Fier d'avoir accompagné ou enclenché cette ascension fulgurante, le vice-président de Heritage AuctionsBarry Sandoval, s'était exprimé sur le sujet au sortir d'une vente par lots, au cours de laquelle plus de 22 millions de dollars étaient passés de mains en mains sur l'ensemble des objets proposés à l'achat. La "Promise" Pedigree Collection, en juin dernier, avait couvert une longue série de transactions éparpillée sur plus de cinq milles comics de l'âge d'or, conservés dans un état exceptionnel. Si l'événement attirera plusieurs milliers d'intéressés sur le site web de HA, 7 millions auront été collectés dès le premier jour sur seulement 181 de ces différents exemplaires.
 
"Je me souviens quand nous étions heureux d'avoir généré 15 millions de dollars sur toute une année de vente pour le département comics. Et regardez où nous en sommes : 22 millions en seulement trois jours."

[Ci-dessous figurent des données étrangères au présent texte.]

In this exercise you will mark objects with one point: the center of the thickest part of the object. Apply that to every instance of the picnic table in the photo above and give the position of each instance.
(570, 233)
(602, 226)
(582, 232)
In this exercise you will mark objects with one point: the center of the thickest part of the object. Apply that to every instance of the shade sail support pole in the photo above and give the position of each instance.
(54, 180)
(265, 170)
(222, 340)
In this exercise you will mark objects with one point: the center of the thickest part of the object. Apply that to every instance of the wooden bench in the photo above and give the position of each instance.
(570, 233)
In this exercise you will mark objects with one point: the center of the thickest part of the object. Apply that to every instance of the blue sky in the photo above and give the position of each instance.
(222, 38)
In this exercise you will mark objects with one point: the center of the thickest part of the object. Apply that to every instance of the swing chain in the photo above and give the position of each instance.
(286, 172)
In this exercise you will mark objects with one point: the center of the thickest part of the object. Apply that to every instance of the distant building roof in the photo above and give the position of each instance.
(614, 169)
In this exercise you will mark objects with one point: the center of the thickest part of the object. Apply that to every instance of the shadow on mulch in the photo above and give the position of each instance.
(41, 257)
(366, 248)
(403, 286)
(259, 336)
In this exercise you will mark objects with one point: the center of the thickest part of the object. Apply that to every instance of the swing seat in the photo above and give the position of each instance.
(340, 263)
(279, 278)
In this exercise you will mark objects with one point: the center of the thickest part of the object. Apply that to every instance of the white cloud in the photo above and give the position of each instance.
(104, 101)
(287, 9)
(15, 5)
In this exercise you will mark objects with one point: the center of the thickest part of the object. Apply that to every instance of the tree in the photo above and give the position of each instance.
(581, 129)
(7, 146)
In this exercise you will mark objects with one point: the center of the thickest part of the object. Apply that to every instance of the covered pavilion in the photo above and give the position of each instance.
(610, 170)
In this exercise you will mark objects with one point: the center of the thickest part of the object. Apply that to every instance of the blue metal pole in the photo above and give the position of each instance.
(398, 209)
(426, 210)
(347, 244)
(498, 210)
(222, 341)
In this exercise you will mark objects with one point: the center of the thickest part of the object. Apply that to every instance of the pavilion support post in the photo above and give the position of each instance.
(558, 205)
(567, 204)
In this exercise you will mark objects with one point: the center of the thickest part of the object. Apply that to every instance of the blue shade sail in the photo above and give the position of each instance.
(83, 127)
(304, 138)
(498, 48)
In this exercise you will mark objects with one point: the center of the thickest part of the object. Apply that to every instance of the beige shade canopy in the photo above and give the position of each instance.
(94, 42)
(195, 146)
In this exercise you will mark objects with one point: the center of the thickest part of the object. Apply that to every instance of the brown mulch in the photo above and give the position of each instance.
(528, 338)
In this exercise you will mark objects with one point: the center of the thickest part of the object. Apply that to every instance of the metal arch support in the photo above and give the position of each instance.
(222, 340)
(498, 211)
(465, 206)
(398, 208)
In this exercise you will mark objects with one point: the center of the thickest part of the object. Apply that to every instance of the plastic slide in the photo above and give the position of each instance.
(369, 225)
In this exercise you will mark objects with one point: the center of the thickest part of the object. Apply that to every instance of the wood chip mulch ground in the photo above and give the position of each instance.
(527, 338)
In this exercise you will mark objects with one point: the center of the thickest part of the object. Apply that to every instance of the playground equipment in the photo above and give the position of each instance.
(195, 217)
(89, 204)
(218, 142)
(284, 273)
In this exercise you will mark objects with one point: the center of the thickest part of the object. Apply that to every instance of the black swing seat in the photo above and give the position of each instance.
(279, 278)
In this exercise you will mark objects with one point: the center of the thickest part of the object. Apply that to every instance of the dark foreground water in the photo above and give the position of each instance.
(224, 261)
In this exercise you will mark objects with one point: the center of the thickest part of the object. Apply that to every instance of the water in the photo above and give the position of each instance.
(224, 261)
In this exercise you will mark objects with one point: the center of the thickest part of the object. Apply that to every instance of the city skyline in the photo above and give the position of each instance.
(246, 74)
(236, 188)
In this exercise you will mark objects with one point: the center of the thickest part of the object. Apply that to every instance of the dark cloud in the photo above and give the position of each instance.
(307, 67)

Si la plupart de ces enchères ne dépassent pas les montants à quatre, cinq ou six chiffres, la quantité d'investisseurs mobilisés pour ces offres publiques d'achat grandit chaque année. Sur les sommes plus importantes, difficile de savoir combien de Nicolas Cage, authentique passionné de Superman aux poches pleines, se terrent dans la mêlée - à l'image d'autres secteurs du marché de l'art spéculatif, ces objets représentent surtout une valeur faciale, une diversification d'acquisitions ou la possibilité d'une plus-value d'ici quelques années pour leurs nouveaux propriétaires, tant que la bulle continue d'enfler. En parallèle de cette frénésie sur le secteur du comics, HA se penche également sur les collectables de l'industrie du jeu vidéo ou assimilés depuis quelques années. Un autre territoire à défricher pour ces géants de la collection insolite : en janvier, une enchère autour d'un set de cartes à jouer Pokémon de première édition partait pour 400.000 dollars. Il y a quelques semaines, un exemplaire jamais déballé du jeu Mario 64 était cédé pour la somme record de 1,64 millions lors d'une vente organisée par l'entreprise, comme pour acter la viabilité de cette nouvelle bulle potentielle.
 
Ce dernier ajout dans une longue liste d'ébullitions économiques ne passe pas inaperçu sur la scène publique des loisirs numériques, et attirera notamment l'attention du vidéaste Karl Jobst. Ce-dernier accusera publiquement Heritage Auctions et l'organisme d'évaluation Wata Games de fabriquer artificiellement une nouvelle flambée des prix sur le marché du jeu rétro' pour capitaliser sur une éventuelle tendance en devenir, dans la foulée de l'explosion des sommes sur l'achat d'objets rares dans le secteur de la bande-dessinée. Les deux entreprises réfutent l'accusation. Pour l'heure, l'emballement global sur ces secteurs rangés dans les niches de la culture "populaire" intéresse manifestement nos amis millionnaires, tandis que le gros du patrimoine comics sommeille sous scellé dans les archives des éditeurs encore en poste depuis les années quarante, ou sur le web pour les bande-dessinées tombées dans le domaine public. Gardons le moral : cette part des collectionneurs reste a priori moins nocive pour l'environnement que les acquéreurs de NFTs.